The amendment is a victory for Mr. McIntosh, who said he has been requesting congressional assistance since 2001.
“I wish it had happened eight years ago because I think if it had, this project would be vastly more secure,” he said.
The memorial has an average of 85,000 to 90,000 visitors per year, the majority of whom come from outside the commonwealth. Expenses run about $2.2 million annually, only $600,000 of which comes from visitors. Donations are already down in the poor economy, and the main donors - World War II veterans - are dying every day.
The foundation has a mere $300,000 available to cover operating expenses, Mr. McIntosh said, and an endowment of $400,000. Although construction put the foundation $7 million in debt, Mr. McIntosh said the foundation now operates debt-free.

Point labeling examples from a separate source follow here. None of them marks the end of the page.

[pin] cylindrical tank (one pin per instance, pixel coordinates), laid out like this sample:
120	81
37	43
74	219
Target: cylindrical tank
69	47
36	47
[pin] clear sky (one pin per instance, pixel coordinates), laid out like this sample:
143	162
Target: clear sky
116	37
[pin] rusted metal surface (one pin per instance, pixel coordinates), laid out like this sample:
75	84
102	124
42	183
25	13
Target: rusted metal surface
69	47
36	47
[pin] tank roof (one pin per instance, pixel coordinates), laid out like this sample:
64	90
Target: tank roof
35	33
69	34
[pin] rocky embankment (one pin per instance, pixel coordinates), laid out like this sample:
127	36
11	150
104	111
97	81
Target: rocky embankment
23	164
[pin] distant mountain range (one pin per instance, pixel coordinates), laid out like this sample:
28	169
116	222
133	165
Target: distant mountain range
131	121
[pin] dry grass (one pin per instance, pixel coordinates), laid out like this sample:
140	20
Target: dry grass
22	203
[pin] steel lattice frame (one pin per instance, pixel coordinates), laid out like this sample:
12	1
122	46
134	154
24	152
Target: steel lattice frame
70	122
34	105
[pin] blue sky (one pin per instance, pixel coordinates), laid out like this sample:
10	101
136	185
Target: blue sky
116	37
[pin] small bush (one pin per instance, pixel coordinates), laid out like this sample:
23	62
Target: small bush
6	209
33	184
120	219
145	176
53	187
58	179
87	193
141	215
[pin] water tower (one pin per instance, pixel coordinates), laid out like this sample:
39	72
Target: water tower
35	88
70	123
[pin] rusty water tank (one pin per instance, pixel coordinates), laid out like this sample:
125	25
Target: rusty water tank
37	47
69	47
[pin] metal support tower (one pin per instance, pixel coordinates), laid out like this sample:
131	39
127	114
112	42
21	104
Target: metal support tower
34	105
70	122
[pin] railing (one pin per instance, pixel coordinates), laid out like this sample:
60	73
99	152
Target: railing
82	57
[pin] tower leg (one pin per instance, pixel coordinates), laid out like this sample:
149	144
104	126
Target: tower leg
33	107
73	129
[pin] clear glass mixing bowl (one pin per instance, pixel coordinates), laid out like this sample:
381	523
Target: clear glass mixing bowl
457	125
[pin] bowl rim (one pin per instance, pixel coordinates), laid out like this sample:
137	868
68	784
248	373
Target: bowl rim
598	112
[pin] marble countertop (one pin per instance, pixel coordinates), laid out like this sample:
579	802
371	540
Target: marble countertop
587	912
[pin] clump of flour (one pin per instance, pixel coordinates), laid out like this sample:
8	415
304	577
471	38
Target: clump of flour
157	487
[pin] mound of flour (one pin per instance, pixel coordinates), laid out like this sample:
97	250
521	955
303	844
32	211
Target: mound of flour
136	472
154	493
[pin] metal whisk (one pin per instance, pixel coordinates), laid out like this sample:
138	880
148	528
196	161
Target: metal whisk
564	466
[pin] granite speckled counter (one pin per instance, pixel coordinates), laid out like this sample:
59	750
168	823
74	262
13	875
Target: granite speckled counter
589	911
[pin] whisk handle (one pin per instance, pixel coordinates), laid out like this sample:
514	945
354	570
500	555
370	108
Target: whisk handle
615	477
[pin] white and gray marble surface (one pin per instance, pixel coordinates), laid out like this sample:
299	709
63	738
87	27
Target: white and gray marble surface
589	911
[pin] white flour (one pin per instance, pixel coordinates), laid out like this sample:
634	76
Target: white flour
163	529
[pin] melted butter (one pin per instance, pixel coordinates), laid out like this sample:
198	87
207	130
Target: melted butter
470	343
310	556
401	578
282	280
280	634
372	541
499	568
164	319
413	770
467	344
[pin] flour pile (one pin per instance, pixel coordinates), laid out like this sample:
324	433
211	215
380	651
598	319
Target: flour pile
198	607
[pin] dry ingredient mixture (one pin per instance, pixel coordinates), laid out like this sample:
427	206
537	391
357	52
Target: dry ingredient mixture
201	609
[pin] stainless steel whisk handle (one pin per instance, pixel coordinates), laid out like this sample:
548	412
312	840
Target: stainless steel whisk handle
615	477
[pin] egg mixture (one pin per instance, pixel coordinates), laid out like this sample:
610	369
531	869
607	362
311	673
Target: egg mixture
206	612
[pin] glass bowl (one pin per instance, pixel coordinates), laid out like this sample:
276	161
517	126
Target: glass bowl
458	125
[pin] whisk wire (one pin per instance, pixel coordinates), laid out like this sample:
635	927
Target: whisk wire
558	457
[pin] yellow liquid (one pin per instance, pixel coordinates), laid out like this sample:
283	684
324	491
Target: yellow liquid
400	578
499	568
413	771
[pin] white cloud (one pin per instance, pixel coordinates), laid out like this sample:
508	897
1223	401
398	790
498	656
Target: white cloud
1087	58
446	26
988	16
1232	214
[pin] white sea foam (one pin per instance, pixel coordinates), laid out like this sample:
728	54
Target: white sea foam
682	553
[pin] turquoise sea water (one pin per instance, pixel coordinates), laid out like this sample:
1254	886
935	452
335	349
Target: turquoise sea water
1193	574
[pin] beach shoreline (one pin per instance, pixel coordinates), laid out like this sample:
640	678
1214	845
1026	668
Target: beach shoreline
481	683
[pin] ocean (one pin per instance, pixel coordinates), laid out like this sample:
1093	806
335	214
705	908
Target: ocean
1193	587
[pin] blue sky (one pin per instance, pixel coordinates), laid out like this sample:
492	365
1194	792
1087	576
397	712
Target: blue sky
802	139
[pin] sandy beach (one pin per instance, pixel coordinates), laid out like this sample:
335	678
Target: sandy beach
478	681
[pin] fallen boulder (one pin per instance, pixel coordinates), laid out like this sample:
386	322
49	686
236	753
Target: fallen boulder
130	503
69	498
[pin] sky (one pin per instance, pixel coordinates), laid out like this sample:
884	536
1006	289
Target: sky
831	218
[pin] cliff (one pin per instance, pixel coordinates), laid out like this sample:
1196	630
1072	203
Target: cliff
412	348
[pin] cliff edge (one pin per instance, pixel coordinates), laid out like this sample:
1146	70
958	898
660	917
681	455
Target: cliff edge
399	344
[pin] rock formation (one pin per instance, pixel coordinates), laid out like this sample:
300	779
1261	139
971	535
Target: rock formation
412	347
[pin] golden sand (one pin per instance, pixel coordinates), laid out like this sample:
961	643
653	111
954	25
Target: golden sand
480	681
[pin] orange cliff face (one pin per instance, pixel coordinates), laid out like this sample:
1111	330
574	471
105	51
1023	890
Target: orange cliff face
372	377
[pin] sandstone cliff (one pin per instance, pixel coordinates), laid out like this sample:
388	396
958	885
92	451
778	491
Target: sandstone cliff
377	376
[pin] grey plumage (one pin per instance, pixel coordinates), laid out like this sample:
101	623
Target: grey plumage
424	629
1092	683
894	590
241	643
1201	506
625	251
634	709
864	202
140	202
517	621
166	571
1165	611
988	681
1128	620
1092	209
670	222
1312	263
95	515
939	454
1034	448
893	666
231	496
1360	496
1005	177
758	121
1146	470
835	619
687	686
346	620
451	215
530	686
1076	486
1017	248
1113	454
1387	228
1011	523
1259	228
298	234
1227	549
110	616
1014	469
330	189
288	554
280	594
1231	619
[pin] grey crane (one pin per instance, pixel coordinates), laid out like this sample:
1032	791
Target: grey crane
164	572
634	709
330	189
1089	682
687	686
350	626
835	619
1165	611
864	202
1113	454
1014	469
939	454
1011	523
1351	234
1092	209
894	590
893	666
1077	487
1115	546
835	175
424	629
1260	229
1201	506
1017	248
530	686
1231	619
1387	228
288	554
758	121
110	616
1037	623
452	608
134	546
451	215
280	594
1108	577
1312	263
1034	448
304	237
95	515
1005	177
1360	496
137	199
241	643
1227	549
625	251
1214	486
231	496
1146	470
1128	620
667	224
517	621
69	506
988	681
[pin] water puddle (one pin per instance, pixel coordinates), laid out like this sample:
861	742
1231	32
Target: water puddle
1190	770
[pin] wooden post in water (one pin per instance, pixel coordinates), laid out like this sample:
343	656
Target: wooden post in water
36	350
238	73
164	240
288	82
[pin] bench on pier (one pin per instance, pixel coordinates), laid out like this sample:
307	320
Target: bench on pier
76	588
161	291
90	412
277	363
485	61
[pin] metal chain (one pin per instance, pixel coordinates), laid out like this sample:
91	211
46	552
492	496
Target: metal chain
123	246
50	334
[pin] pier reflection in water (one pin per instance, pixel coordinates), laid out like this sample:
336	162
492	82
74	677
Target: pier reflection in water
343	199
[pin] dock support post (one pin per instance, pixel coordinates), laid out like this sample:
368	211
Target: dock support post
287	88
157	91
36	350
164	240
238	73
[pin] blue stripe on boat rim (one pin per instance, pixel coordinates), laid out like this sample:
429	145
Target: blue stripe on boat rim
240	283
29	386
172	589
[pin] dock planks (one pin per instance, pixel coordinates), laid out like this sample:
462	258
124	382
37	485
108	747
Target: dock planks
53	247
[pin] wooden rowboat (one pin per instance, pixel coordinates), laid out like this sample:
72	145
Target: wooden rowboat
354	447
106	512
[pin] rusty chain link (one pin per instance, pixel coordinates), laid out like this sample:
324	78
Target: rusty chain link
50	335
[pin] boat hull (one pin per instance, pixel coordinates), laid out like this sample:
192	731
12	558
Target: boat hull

Mr. McIntosh said he thinks the memorial’s purpose and lack of debt makes it fitting for the Park Service to assume control.
“We bring, I think, a critical chapter to the story the National Park Service tells about the role of this nation in World War II,” he said. “We’re not just coming to the National Park Service with our hands out, we’re also coming with our arms full.”
After all, Mr. McIntosh said, it’s not just about Bedford.
“Bedford is really an emblem for all of the heartland communities, large and small, that provide citizens as soldiers to serve in our armed forces,” he said. “It is to honor the valor, fidelity and the sacrifice of the allied forces on D-Day. That’s a huge number of people. It’s much larger than 19.”